The framework aims to achieve primary surplus by 2025
Upcoming Congressional debates on efforts to strengthen the enforcement mechanisms of Brazil’s proposed fiscal framework could bring volatility should there be any strong pushback. Ultimately, the over-reliance on revenue growth to curb public debt increases the chances of additional tax hikes in coming months. Therefore, MNCs must continue to engage in “preemptive lobbying”—demonstrate economic and social value of your industry along with other players to avoid being targeted by the government.
Brazil’s Ministry of Finance presented the main aspects of its proposal for a new fiscal framework, expected to replace the spending cap (which currently limits total growth in federal public spending to the past year’s inflation rate). Within the preliminary details, the spending rule will allow real growth in expenditures equal to 70% of the real growth in revenue in the prior year, limited by lower and upper bounds of 0.6% and 2.5% per year, respectively, and a set of primary balance targets, gradually rising from -0.5% of GDP this year all the way to +1.0% by 2026 (within a fluctuation band of +/-0.25pp of GDP each year). In summary, the proposed rule allows for greater government spending while also aiming to provide greater visibility over Brazil’s public debt.

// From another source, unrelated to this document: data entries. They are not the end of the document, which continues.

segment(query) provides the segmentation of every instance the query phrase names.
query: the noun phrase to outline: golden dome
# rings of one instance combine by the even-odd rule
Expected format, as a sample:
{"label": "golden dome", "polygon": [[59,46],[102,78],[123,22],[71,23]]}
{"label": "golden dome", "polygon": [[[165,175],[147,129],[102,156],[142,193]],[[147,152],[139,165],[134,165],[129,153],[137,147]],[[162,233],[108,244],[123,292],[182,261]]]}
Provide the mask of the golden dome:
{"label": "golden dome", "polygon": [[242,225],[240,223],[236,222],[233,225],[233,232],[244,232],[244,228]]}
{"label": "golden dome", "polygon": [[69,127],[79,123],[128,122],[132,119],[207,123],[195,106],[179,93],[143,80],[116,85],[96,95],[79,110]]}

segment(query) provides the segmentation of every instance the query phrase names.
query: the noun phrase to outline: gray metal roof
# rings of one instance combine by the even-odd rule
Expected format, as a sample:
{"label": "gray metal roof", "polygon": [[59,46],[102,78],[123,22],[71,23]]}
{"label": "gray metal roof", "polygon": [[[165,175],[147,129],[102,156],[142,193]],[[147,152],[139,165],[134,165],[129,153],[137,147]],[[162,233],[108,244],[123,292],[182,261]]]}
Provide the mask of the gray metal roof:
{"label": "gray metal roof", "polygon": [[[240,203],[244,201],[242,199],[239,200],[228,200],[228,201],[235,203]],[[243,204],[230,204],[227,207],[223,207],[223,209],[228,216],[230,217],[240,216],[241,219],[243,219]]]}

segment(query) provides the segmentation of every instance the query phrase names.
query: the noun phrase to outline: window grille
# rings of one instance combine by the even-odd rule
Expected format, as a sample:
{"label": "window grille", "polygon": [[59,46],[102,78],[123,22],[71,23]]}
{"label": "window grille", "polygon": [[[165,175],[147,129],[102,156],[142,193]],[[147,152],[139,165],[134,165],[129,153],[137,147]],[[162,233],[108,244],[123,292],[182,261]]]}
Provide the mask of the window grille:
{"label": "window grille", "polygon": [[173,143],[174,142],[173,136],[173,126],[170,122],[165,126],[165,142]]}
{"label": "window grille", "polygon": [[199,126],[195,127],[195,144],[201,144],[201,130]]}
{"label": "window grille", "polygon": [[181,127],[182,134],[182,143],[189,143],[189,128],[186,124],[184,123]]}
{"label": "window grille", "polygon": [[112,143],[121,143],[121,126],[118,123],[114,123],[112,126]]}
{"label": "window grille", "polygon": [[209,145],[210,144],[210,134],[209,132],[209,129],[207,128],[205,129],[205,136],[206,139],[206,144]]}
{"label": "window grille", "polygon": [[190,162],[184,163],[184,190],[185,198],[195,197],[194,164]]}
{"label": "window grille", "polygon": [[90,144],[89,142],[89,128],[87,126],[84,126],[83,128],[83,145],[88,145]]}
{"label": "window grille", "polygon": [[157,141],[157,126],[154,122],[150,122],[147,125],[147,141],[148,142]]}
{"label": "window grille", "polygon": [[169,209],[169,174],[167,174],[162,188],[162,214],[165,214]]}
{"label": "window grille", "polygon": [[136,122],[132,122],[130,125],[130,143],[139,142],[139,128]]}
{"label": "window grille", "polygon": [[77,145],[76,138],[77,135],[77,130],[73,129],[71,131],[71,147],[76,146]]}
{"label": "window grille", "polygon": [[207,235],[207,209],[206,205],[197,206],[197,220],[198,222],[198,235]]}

While the final proposal is expected to be presented to Congress by April 15 ahead of the 2024 budget guideline discussions, the main guidelines were relatively well received by markets. Amid its pitfalls, the proposal appears to overly rely on revenue growth rather than cuts, similar to some of the previous economic measures announced by the Lula administration. However, the proposal signals a positive step in providing directionality over the consolidation of public debt. The Budget Guidelines Law (PLDO)—a blueprint that will set the main parameters of the 2024 budget, including its zero primary balance target—must, by law, be presented by April 15; therefore, the plan is to officially introduce the framework legislation ahead of that deadline, so that it can be applied immediately while waiting for congressional approval.